Drinking from the firehose
Here’s a test which isn’t actually verifying it’s result. It can’t really since the data is live. Instead it just prints out a bunch of URLs.
test "it should just stream out URLs from the firehose" do
stream = P1.stream |> Stream.map(fn x -> IO.puts x end) |> Enum.take(10) |> Enum.to_list
Enum.to_list(stream)
end
Here’s the implementation:
def stream do
Fetcher.fetch
|> Stream.flat_map(fn x -> Parser.urls(x) end)
|> Stream.map(fn x -> Unshortener.expand(x) end)
end
This takes the Stream
of Tweets and composes that with the Parser. Recall that Parser.urls
returns a list so we use Stream.flat_map
to flatten into a single Stream
of URLs. Finally, we compose in Unshortener.expand
to create a Stream
of expanded URLs.
The result is a Stream
of lazylily evaluated, composed computation. No tweets are fetched yet, no parsing or unshortening has been done.

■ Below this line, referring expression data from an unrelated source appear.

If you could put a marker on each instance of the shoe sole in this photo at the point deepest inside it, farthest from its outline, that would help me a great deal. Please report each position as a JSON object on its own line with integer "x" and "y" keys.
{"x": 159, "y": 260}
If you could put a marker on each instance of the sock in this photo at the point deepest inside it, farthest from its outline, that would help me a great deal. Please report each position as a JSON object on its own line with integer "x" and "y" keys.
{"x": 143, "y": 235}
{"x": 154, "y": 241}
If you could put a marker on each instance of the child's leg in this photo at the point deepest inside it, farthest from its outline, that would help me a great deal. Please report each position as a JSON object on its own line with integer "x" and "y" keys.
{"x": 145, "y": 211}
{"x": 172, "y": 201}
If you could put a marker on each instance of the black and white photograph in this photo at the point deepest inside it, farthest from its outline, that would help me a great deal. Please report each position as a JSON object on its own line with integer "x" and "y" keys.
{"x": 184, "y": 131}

The test itself composes in IO.puts
to print each list and then takes 10 results as a list, forcing evaluation. Here’s the result for a single run:
http://rover.ebay.com/rover/1/711-53200-19255-0/1?ff3=2&toolid=10044&campid=5337506718&customid=&lgeo=1&vectorid=229466&item=331653890787&pub=5575041009
http://gekoo.co/buy/01/?query=271991150643
https://itunes.apple.com/us/app/atn-wigan-edition/id1028785917?ls=1&mt=8
http://www.noktadan.com/nexus-10dan-yeni-sizintilar.html
error
http://www.youbidder.com/Bid/Free-Last-Second-Bid-Snipe-Apple-iPhone-6-Latest-Model-16GB-Silver-Verizon-Smartphone-.html/?item=121757452567
http://rover.ebay.com/rover/1/711-53200-19255-0/1?ff3=2&toolid=10044&campid=5337506718&customid=&lgeo=1&vectorid=229466&item=361387296439&pub=5575041009
error
https://www.google.com/url?rct=j&sa=t&url=http://www.fool.com/investing/general/2015/09/19/apple-is-preparing-to-launch-apple-pay-in-china.aspx&ct=ga&cd=CAIyGjA0OWJlZTQ2ZTU1MjZiOWU6Y29tOmVuOlVT&usg=AFQjCNF0L0-ImRrlB5oKUQrUck-kiBoHUw
https://itunes.apple.com/ru/app/id668427550?mt=8
At this point I think the prototype is done and is a success. I still have some lessons to take away.

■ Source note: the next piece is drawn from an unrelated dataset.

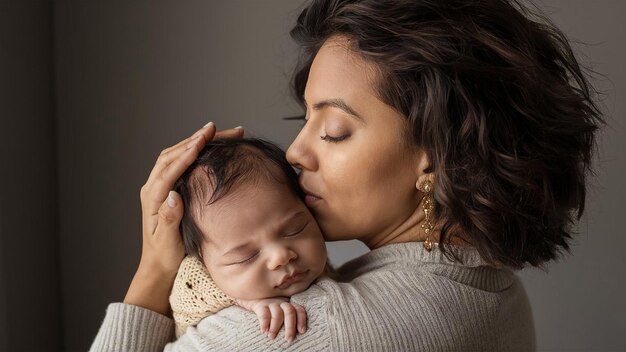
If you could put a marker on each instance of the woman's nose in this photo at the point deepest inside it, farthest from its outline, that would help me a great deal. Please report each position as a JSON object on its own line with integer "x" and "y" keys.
{"x": 300, "y": 152}
{"x": 280, "y": 256}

Lessons learned and next steps
First, I didn’t unshorten all the URLs. These didn’t make it into the example above, but I’ve seen these URLs come through:
- http://smarturl.it/dlcgpa1
- http://ow.ly/ScJ9I
- http://fb.me/6RK0qYjJI
These are shortened but perhaps use something other than code 301? Also, there are errors listed in the URL list. What causes them? I will explore this in a future prototype / post.
Second, I didn’t complete this objective for the prototype:
Organize the 3 into a pipeline with potential for parallelization
because I didn’t consider parallelization. I will need to explore this further. I should be able to have one process reading the Twitter Stream
and other processes doing the parsing and unshortening. Doing this within the framework of Stream
composition may be interesting. I’ll explore this in a future prototype / post.
I expect to be working on and writing about this new project for some time and I hope you join me here on Learning Elixir to see how this project develops.